Gang Member: "Let's beat him up! But not because of his color, because that doesn't matter to us!" |
- Of course, they could be accused of being speciesist, because they're humans beating up a dog.
Real Life[]
- Truth in Television — White gangsters (that is, white criminals who operate for profit, as opposed to the ideologically minded neo-Nazi skinheads) do exist, though they are few and declining in number. There are also some plain multi-ethnic gangs. The Los Angeles Times ran into accusations of bias after its article on a violent crime did not describe the perpetrators' group, The Slick Fifties, as a gang due to their white, middle-class background.
- During the 19th and early 20th century, immigration to the US consisted largely of poor whites such as Poles, Jews, Italians and Irish (the law didn't allow much non-white immigration). As a result, ghetto gangs were made up of whites. There are still white Irish gangs in certain cities.
- There's also "Polish mafia" and whatnot gangs in Chicago's southwest side. Though apparently they work with Mexican gangs.
- White gangsters often crop up in Latino gangs such as the Mexican Mafia. Joe "Pegleg" Morgan, the non-Mexican cofounder of La eMe, was Croatian-American, but grew up in a mostly Mexican neighborhood. White members helped Latino gangs negotiate deals with skinhead gangs who would not do deals with non-whites. Today, white and Latino gangs traditionally ally against the blacks. And technically, Latinos and whites are lumped together in racial studies anyway.
- Infamous leader of the Los Angeles-area Tooner Ville Rifa 13 and condemned murder Timothy McGhee would be another example.
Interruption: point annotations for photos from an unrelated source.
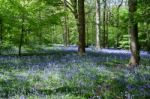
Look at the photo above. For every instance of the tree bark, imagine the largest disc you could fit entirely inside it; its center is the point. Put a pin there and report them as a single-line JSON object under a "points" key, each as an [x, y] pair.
{"points": [[65, 26], [133, 31], [104, 23], [98, 24], [81, 20], [22, 35]]}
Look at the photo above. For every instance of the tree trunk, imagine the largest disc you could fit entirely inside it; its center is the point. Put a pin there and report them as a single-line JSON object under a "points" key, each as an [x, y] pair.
{"points": [[118, 23], [133, 31], [104, 24], [21, 36], [65, 26], [148, 36], [98, 24], [1, 34], [81, 20]]}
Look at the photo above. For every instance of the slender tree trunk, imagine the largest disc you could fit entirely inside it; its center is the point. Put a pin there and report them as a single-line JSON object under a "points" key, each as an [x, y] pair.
{"points": [[133, 31], [81, 13], [118, 23], [148, 36], [98, 24], [21, 36], [107, 30], [104, 23], [1, 34], [65, 26], [40, 31]]}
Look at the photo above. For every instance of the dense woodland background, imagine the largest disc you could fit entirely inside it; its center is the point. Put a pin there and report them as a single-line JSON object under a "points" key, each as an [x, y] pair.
{"points": [[33, 24], [29, 27]]}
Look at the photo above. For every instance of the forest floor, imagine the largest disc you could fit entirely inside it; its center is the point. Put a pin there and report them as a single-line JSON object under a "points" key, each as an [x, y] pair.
{"points": [[60, 73]]}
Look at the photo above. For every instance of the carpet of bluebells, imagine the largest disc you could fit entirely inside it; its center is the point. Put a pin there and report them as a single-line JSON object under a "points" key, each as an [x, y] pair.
{"points": [[61, 73]]}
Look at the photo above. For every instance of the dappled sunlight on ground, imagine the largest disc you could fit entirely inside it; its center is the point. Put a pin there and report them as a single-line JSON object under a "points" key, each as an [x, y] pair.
{"points": [[63, 73]]}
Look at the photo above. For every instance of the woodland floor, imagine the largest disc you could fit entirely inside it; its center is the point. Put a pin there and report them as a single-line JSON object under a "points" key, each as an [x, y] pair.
{"points": [[60, 73]]}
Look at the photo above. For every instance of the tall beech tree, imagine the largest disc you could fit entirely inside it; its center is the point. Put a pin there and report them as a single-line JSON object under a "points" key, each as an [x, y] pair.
{"points": [[133, 31], [81, 20], [98, 24]]}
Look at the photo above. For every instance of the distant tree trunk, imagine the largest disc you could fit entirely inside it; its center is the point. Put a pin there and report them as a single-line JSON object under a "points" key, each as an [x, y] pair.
{"points": [[104, 23], [65, 26], [39, 26], [1, 34], [22, 35], [118, 22], [148, 36], [107, 30], [133, 31], [81, 13], [98, 24]]}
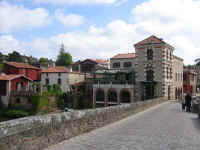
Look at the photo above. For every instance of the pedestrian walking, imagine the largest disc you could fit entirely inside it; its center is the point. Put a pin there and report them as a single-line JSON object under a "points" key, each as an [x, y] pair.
{"points": [[183, 104], [188, 100]]}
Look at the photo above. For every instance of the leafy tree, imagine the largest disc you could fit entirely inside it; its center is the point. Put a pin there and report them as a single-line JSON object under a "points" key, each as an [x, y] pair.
{"points": [[197, 61], [1, 57], [15, 56], [64, 58], [44, 61]]}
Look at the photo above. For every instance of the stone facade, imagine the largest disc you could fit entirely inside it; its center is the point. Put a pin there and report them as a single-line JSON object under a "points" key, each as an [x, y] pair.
{"points": [[158, 73], [39, 132], [189, 80], [178, 77], [54, 77], [61, 76]]}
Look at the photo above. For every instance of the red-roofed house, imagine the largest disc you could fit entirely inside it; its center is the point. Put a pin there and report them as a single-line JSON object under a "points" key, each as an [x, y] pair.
{"points": [[11, 84], [123, 61], [62, 76], [27, 70]]}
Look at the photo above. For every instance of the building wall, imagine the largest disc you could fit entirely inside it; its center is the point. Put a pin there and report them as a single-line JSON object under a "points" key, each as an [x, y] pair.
{"points": [[132, 60], [19, 80], [7, 69], [161, 61], [74, 78], [5, 98], [34, 74], [53, 79], [178, 76]]}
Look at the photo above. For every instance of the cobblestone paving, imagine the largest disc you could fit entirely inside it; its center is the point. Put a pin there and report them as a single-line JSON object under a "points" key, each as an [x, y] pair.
{"points": [[164, 127]]}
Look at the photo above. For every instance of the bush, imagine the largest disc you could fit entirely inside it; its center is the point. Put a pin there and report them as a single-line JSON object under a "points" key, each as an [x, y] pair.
{"points": [[16, 113], [60, 101], [39, 102]]}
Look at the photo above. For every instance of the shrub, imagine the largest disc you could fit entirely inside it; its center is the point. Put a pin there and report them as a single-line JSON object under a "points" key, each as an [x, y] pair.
{"points": [[16, 113], [39, 102], [60, 101]]}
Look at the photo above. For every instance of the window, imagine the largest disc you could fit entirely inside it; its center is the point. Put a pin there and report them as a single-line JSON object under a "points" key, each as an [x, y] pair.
{"points": [[116, 65], [170, 55], [59, 81], [167, 72], [127, 64], [170, 73], [18, 100], [149, 54], [150, 75], [26, 71], [47, 81]]}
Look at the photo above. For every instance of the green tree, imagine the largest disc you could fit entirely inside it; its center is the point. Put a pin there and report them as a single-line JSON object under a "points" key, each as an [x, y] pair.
{"points": [[15, 56], [64, 58], [44, 61]]}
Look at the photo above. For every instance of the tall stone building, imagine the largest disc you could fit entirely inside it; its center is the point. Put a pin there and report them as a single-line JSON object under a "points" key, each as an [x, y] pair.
{"points": [[154, 68], [156, 72]]}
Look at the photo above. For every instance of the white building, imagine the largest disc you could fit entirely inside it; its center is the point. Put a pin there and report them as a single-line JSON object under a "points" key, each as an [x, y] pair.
{"points": [[62, 76]]}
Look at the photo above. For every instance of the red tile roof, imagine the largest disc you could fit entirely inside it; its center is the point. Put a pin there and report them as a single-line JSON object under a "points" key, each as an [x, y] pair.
{"points": [[56, 69], [152, 39], [124, 56], [21, 65], [12, 76]]}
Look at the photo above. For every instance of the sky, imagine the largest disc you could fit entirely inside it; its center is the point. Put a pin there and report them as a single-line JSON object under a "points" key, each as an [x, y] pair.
{"points": [[98, 29]]}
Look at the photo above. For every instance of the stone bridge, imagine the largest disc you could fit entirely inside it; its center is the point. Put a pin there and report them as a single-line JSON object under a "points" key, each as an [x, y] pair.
{"points": [[159, 125]]}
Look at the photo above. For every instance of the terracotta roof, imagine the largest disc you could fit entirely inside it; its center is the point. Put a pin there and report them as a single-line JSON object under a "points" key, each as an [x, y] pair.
{"points": [[20, 65], [152, 39], [124, 56], [56, 69], [12, 76]]}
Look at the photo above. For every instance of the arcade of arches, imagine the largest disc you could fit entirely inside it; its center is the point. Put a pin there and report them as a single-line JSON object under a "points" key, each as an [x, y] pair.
{"points": [[112, 96]]}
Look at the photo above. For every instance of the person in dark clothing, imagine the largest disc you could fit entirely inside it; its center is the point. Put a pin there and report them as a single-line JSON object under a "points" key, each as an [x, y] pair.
{"points": [[188, 100]]}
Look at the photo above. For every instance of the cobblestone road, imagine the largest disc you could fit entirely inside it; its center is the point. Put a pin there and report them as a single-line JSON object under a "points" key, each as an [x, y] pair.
{"points": [[164, 127]]}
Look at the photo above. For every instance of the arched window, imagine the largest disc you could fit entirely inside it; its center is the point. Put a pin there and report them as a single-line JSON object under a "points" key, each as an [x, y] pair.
{"points": [[125, 97], [150, 76], [149, 54], [100, 95], [112, 96], [59, 81]]}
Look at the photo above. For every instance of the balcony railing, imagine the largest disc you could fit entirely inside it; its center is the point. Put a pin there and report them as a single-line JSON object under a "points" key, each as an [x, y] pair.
{"points": [[103, 81], [23, 93]]}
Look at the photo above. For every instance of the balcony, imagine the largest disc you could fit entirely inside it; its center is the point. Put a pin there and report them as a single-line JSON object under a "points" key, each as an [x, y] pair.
{"points": [[113, 84], [23, 93]]}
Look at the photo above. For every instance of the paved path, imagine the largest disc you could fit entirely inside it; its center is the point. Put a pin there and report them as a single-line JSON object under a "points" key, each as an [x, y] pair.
{"points": [[164, 127]]}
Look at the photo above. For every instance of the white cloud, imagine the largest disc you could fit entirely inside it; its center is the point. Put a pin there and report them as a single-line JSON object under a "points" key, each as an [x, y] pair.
{"points": [[71, 2], [70, 19], [8, 44], [16, 17], [174, 21]]}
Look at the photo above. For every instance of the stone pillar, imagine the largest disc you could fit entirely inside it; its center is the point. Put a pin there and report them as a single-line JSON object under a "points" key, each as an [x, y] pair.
{"points": [[94, 98], [118, 97], [105, 98]]}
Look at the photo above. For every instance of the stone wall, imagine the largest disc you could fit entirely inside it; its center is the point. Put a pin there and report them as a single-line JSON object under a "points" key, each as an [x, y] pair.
{"points": [[39, 132]]}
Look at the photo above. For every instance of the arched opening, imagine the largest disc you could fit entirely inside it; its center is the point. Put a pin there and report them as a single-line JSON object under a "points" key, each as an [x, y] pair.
{"points": [[125, 97], [100, 95], [112, 96], [176, 93]]}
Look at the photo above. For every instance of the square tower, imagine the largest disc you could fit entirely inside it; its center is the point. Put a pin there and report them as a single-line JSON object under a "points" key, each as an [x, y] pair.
{"points": [[154, 73]]}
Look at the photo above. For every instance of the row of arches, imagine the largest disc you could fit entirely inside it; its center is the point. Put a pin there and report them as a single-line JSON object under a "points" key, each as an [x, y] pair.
{"points": [[178, 93], [112, 96]]}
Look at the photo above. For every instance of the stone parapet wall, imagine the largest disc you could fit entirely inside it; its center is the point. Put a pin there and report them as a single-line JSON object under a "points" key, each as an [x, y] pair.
{"points": [[39, 132]]}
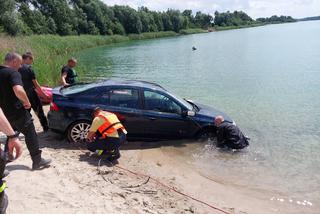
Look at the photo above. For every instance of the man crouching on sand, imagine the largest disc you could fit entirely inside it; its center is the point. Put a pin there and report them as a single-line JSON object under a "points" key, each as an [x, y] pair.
{"points": [[106, 134], [229, 135]]}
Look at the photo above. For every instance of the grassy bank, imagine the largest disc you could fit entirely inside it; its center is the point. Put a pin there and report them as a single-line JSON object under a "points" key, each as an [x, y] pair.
{"points": [[51, 51], [220, 28], [192, 31]]}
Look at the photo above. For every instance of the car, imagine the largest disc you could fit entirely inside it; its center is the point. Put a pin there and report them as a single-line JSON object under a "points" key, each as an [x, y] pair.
{"points": [[147, 110]]}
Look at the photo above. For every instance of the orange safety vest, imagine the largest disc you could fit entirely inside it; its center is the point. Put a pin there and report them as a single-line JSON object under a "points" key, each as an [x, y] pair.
{"points": [[111, 124]]}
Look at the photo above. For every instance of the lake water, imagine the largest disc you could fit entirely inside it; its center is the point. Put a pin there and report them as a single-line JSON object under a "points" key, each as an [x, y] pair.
{"points": [[266, 78]]}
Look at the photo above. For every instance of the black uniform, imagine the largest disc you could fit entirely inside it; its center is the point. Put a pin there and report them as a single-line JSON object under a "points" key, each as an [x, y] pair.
{"points": [[28, 76], [71, 74], [230, 136], [19, 118], [109, 145]]}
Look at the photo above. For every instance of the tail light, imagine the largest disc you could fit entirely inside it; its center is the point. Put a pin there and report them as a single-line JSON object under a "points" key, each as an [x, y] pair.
{"points": [[53, 107]]}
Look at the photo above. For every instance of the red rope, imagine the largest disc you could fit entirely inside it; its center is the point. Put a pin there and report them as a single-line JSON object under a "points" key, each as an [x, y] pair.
{"points": [[173, 189]]}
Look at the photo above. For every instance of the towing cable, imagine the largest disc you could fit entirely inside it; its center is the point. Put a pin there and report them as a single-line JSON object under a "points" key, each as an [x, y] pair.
{"points": [[162, 184]]}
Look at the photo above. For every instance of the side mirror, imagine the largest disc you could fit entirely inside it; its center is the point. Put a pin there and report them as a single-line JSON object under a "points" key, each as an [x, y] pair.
{"points": [[188, 113]]}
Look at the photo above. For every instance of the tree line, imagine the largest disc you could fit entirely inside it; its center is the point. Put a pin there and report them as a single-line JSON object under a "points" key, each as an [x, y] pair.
{"points": [[75, 17]]}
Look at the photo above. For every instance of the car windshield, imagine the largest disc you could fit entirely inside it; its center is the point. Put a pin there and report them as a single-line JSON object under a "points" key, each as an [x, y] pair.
{"points": [[183, 102], [76, 88]]}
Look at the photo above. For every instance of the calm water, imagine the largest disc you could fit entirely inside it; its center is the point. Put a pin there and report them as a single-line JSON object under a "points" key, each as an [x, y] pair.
{"points": [[267, 79]]}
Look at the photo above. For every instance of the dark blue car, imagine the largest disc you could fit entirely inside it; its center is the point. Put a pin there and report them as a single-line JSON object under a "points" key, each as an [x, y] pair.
{"points": [[147, 110]]}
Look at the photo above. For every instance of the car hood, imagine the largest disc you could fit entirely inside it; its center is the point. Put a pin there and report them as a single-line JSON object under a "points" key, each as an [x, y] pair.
{"points": [[207, 111]]}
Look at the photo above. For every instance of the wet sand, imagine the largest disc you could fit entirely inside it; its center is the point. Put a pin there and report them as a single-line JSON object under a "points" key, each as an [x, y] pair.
{"points": [[75, 184]]}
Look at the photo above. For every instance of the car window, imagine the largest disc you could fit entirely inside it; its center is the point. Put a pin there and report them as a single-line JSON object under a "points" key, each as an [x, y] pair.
{"points": [[127, 98], [158, 102], [73, 89]]}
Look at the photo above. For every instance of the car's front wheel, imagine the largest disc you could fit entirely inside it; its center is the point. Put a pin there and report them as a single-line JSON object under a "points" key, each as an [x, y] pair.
{"points": [[78, 131]]}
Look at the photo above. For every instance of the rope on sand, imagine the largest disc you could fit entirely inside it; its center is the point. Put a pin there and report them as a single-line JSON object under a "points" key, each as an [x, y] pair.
{"points": [[158, 182]]}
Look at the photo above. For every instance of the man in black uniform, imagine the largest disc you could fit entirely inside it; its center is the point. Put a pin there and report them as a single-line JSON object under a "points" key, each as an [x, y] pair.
{"points": [[15, 104], [30, 83], [229, 135], [68, 74], [13, 144]]}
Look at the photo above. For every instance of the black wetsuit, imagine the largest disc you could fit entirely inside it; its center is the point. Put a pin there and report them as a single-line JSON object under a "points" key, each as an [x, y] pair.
{"points": [[230, 136], [28, 76]]}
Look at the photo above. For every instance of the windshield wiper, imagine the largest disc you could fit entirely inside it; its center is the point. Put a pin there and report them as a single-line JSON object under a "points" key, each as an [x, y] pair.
{"points": [[194, 106]]}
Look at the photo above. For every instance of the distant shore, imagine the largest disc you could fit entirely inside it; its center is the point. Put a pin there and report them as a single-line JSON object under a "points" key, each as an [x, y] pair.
{"points": [[52, 51]]}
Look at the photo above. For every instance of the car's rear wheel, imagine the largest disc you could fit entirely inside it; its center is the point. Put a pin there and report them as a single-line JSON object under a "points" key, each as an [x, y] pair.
{"points": [[78, 131], [206, 135]]}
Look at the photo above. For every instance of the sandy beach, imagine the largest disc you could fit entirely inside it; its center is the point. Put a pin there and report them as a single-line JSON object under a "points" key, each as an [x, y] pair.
{"points": [[75, 184]]}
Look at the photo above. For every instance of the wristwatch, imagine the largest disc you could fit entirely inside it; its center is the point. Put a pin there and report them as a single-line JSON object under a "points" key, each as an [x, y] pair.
{"points": [[15, 135]]}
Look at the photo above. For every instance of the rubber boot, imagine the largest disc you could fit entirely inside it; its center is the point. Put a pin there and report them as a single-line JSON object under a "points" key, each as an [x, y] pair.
{"points": [[5, 174], [3, 203], [39, 162]]}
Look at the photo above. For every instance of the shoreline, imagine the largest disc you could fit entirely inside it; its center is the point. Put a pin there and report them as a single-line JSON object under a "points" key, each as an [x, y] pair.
{"points": [[75, 184]]}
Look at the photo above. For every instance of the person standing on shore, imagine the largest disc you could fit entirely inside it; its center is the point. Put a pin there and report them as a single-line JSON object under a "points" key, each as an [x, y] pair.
{"points": [[13, 144], [106, 134], [15, 104], [229, 135], [30, 83], [68, 74]]}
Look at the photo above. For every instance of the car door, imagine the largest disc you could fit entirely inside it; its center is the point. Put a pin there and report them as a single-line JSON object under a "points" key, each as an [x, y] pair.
{"points": [[163, 115], [126, 104]]}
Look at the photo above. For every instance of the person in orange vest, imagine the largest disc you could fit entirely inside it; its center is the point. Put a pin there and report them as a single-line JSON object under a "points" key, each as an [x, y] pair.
{"points": [[106, 134]]}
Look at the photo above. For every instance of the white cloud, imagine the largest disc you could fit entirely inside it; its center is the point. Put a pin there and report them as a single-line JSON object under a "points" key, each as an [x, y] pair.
{"points": [[255, 8]]}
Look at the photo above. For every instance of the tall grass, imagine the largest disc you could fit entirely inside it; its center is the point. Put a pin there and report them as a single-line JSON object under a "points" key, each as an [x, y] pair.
{"points": [[192, 31], [219, 28], [51, 52]]}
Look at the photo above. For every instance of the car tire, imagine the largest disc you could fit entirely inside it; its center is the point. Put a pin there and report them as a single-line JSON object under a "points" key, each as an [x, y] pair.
{"points": [[78, 131], [206, 135]]}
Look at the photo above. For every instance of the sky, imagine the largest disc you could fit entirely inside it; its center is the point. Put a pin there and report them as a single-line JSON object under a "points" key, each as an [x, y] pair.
{"points": [[254, 8]]}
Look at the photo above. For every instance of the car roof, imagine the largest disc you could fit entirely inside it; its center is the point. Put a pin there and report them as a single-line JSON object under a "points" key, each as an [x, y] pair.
{"points": [[136, 83]]}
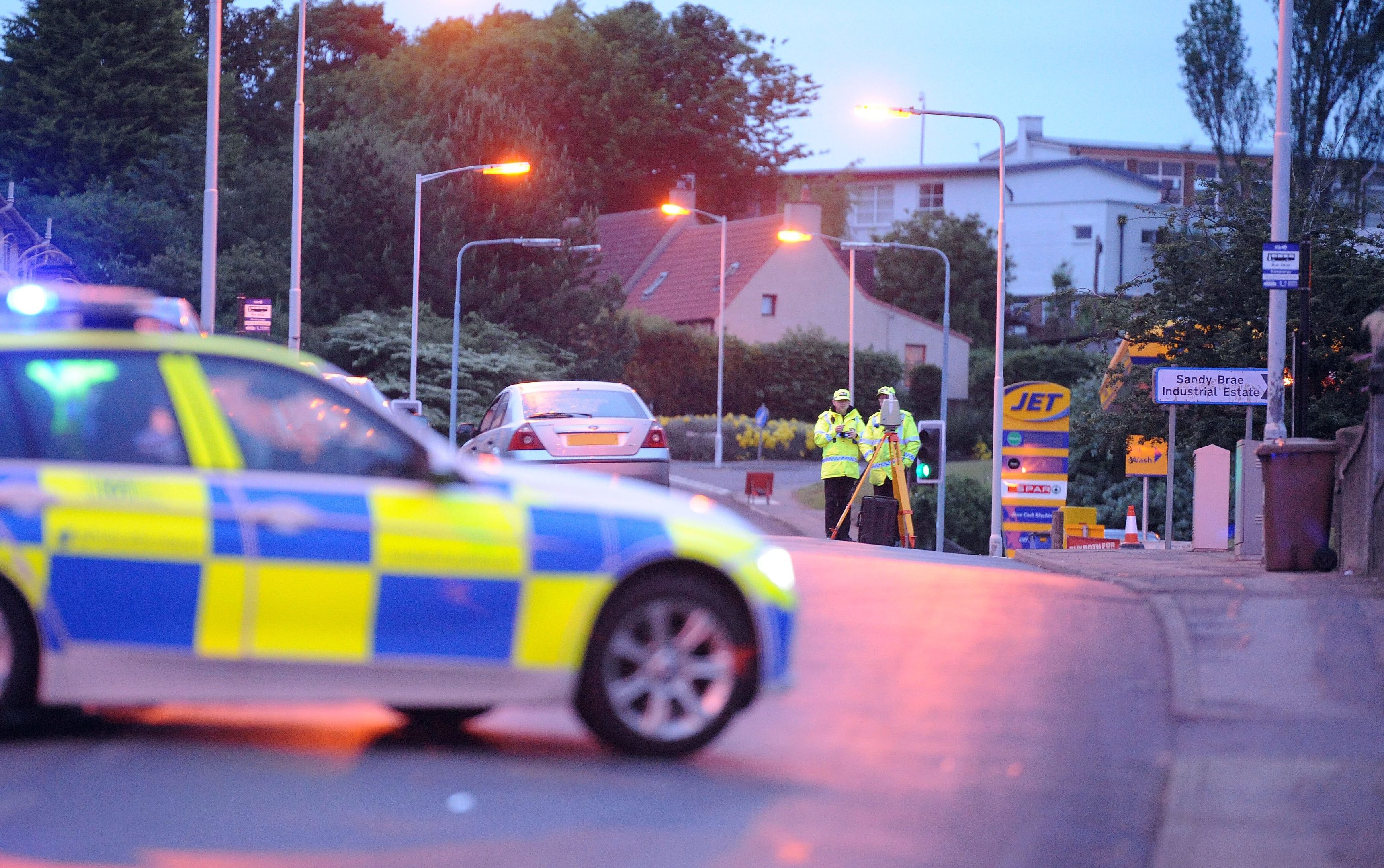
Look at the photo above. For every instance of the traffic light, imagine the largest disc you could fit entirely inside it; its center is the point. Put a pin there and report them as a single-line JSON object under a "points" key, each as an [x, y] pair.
{"points": [[928, 467]]}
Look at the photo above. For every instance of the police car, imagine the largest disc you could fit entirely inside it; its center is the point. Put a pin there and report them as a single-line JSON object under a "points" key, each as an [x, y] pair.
{"points": [[208, 518]]}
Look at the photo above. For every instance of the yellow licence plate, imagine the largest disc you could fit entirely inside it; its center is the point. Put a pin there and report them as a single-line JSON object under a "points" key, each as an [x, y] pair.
{"points": [[594, 439]]}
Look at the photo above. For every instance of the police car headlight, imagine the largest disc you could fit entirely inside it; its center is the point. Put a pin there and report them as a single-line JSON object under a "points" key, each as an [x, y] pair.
{"points": [[777, 567], [28, 299]]}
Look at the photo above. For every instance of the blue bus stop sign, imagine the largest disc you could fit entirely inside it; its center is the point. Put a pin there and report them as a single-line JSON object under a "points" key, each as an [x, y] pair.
{"points": [[1282, 265]]}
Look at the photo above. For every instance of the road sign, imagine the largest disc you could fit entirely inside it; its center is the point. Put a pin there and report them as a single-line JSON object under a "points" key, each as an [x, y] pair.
{"points": [[1282, 265], [256, 315], [1210, 387], [1033, 457], [1147, 456]]}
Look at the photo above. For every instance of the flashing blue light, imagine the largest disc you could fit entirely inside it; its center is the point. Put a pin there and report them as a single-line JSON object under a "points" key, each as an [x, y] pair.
{"points": [[28, 299]]}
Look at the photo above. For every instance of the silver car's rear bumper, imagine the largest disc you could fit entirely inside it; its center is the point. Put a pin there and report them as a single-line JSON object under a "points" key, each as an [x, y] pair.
{"points": [[654, 470]]}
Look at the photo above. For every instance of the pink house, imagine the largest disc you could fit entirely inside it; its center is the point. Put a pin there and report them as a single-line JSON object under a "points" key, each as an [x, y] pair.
{"points": [[667, 268]]}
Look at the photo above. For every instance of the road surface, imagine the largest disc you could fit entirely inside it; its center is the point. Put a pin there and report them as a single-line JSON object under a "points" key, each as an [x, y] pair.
{"points": [[948, 713]]}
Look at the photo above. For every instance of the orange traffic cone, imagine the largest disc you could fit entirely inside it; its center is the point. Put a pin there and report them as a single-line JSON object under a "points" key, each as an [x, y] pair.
{"points": [[1131, 531]]}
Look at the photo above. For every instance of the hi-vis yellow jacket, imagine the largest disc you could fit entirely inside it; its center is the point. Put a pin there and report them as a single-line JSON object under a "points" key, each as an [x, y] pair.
{"points": [[908, 442], [841, 452]]}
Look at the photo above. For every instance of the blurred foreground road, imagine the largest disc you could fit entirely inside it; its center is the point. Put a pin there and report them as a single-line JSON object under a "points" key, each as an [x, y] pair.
{"points": [[948, 713]]}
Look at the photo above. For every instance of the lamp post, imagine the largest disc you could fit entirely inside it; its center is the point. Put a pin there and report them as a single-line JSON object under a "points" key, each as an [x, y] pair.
{"points": [[518, 168], [1274, 427], [295, 268], [209, 194], [679, 211], [997, 539], [456, 308]]}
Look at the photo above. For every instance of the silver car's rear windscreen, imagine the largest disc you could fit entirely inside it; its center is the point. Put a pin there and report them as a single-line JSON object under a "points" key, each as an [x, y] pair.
{"points": [[593, 403]]}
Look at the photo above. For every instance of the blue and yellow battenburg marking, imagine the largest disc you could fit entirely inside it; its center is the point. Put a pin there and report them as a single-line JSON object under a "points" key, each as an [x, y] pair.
{"points": [[205, 563], [1034, 461], [160, 560]]}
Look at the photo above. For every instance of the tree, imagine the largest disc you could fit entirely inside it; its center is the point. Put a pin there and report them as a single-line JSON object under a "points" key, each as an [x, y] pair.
{"points": [[90, 88], [636, 99], [376, 344], [913, 280], [1221, 92]]}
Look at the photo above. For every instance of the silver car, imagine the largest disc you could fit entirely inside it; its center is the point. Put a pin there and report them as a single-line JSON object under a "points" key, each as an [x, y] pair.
{"points": [[592, 426]]}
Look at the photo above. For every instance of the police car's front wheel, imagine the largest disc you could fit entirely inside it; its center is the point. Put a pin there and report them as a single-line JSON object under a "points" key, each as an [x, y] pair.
{"points": [[18, 654], [670, 661]]}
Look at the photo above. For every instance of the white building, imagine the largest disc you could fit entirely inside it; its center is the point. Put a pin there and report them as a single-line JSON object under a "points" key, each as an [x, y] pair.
{"points": [[1097, 217]]}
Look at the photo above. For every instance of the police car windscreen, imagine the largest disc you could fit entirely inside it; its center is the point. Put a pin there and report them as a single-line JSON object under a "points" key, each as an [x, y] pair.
{"points": [[587, 403]]}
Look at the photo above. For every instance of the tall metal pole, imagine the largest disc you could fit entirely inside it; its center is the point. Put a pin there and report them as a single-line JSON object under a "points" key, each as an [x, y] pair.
{"points": [[295, 269], [1274, 428], [413, 341], [850, 327], [209, 194], [942, 445], [1173, 457], [720, 346], [997, 539]]}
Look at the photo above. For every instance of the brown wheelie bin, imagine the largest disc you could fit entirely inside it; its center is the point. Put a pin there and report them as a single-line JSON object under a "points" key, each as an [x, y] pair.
{"points": [[1299, 478]]}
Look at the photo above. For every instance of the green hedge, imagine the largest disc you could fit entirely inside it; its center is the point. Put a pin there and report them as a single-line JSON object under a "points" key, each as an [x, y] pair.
{"points": [[674, 370], [692, 438]]}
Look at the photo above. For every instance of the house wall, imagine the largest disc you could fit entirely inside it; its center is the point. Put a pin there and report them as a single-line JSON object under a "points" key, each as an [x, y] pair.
{"points": [[1041, 218], [810, 284]]}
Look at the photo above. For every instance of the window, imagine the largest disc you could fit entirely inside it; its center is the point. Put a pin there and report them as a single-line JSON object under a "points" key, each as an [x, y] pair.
{"points": [[13, 442], [289, 421], [97, 407], [496, 416], [604, 403], [931, 197], [874, 204]]}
- Latino is not a race as much as it is an identity; While the average Latino is half white/half native, Asian and White Latinos who are also members of gangs aren't unheard of.
- The prison-based Aryan Brotherhood, Nazi Lowriders, Public Enemy Number 1, and similar prison gangs tend to be more this in real life than ideological white supremacists, at least in many states. The AB in California had a long-standing relationship with La Eme to sell drugs and to ally against the blacks, and NLR accepts light-skinned Latinos as members.
- Russian gopniki are mostly this. And the Russian racial minority with an attitude is actually Caucasian (as in, actual people from Caucasus, who are generally white but with darker complexion than most white people).
- Both members of Insane Clown Posse were this in real life, in the gang Inner City Posse, which was also the former name of their rap group.
- Those chavs may be posers, but on occasion you get one that's a tad more psycho than usual. Watch out for that one.
- Maryland based gang Dead Man Inc. started out as a non-white supremacist prison gang for white inmates, and became a street gang as members were released.